From the Guidelines
The cause of poor peripheral tissue perfusion in an RTA patient with abdominal internal hemorrhage, bowel injuries, crushed thigh injuries, wound infections, and septic shock is low cardiac output (option A). In septic shock, the initial inflammatory response triggers anaerobic metabolism leading to lactic acidosis, as recommended by the Surviving Sepsis Campaign guidelines 1. This causes increased capillary permeability and vasodilation, resulting in peripheral blood pooling. Consequently, there is decreased venous return and cardiac output, creating a vicious cycle of worsening tissue perfusion. The hypovolemia from internal hemorrhage compounds this problem by further reducing preload. Additionally, the systemic inflammatory response from infections causes myocardial depression, further compromising cardiac function. Some key points to consider in the management of sepsis and septic shock include:
- Early quantitative resuscitation of the septic patient during the first 6 hours after recognition 1
- Administration of broad-spectrum antimicrobials therapy within 1 hour of the recognition of septic shock 1
- Initial fluid resuscitation with crystalloid and consideration of the addition of albumin in patients who continue to require substantial amounts of crystalloid to maintain adequate mean arterial pressure 1
- Norepinephrine as the first-choice vasopressor to maintain mean arterial pressure ≥65 mmHg 1 While peripheral resistance typically decreases in early septic shock due to vasodilation, the primary driver of poor tissue perfusion is the inadequate cardiac output that fails to meet metabolic demands of tissues, leading to organ dysfunction and cellular damage, as supported by the 2016 Surviving Sepsis Campaign guidelines 1.
From the Research
Causes of Poor Peripheral Tissue Perfusion
The patient's condition, characterized by abdominal internal haemorrhage, query bowel injuries, crushed thigh injuries, and septic shock, can lead to poor peripheral tissue perfusion due to several factors. The primary cause of poor peripheral tissue perfusion in this scenario is:
- Low cardiac output, which can be attributed to septic shock and cardiac dysfunction, as evidenced by studies 2, 3, 4, 5.

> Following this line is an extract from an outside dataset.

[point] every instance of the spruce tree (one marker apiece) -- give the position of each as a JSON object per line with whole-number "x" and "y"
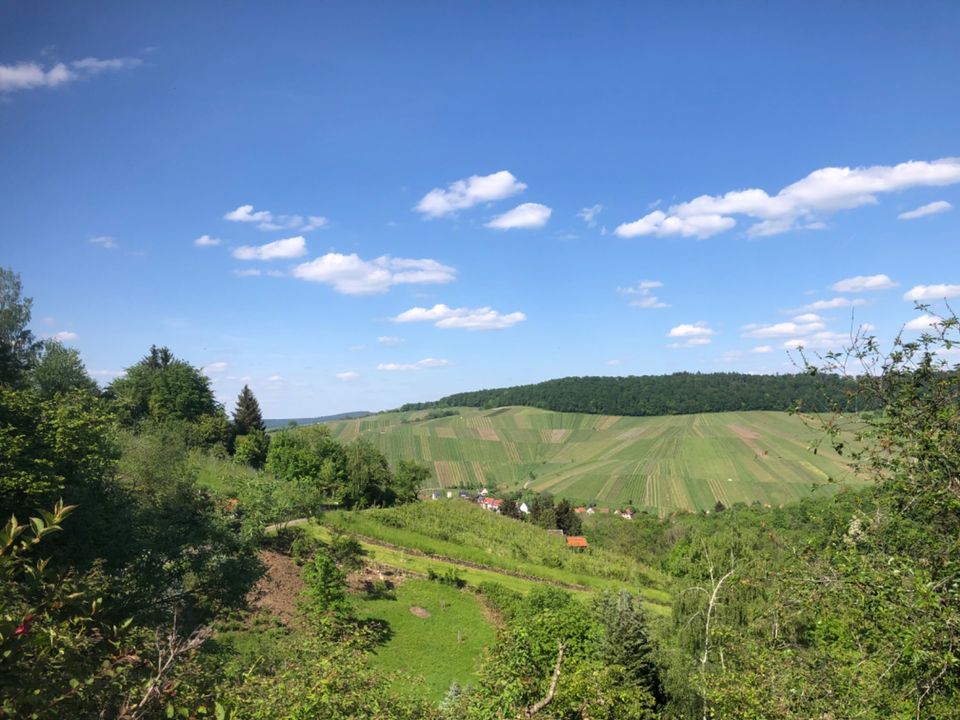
{"x": 246, "y": 416}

- Anaerobic metabolism, which occurs when oxygen delivery to tissues is impaired, can also contribute to poor peripheral tissue perfusion 2.
- Lactic acidosis, a consequence of anaerobic metabolism, can lead to increased capillary permeability and pooling of blood peripherally, further decreasing effective peripheral tissue perfusion.
- Other factors that may contribute to poor peripheral tissue perfusion in this patient include:
Relationship Between Septic Shock and Cardiac Dysfunction
Septic shock can cause cardiac dysfunction, which can lead to poor peripheral tissue perfusion. Studies have shown that septic shock can cause reversible biventricular dilatation, decreased ejection fraction, and decreased response to fluid resuscitation and catecholamine stimulation 3, 5.
- The pathophysiology of septic shock involves vasodilation, increased permeability, hypovolemia, and ventricular dysfunction, all of which can contribute to poor peripheral tissue perfusion 4.
- The treatment of septic shock, including fluid resuscitation, vasopressors, and inotropes, aims to restore adequate organ perfusion and oxygen delivery 3, 4, 5, 6.
Clinical Implications
The clinical implications of poor peripheral tissue perfusion in this patient are significant, and prompt recognition and treatment of septic shock and cardiac dysfunction are essential to reducing organ system injury and mortality 3, 4, 5, 6.
- Early recognition of sepsis and septic shock, and appropriate treatment with antibiotics, fluids, and vasopressors, can help reduce organ system injury and mortality 6.
- The use of inotropes, such as dobutamine, can help increase cardiac output and improve peripheral tissue perfusion in patients with septic shock 4.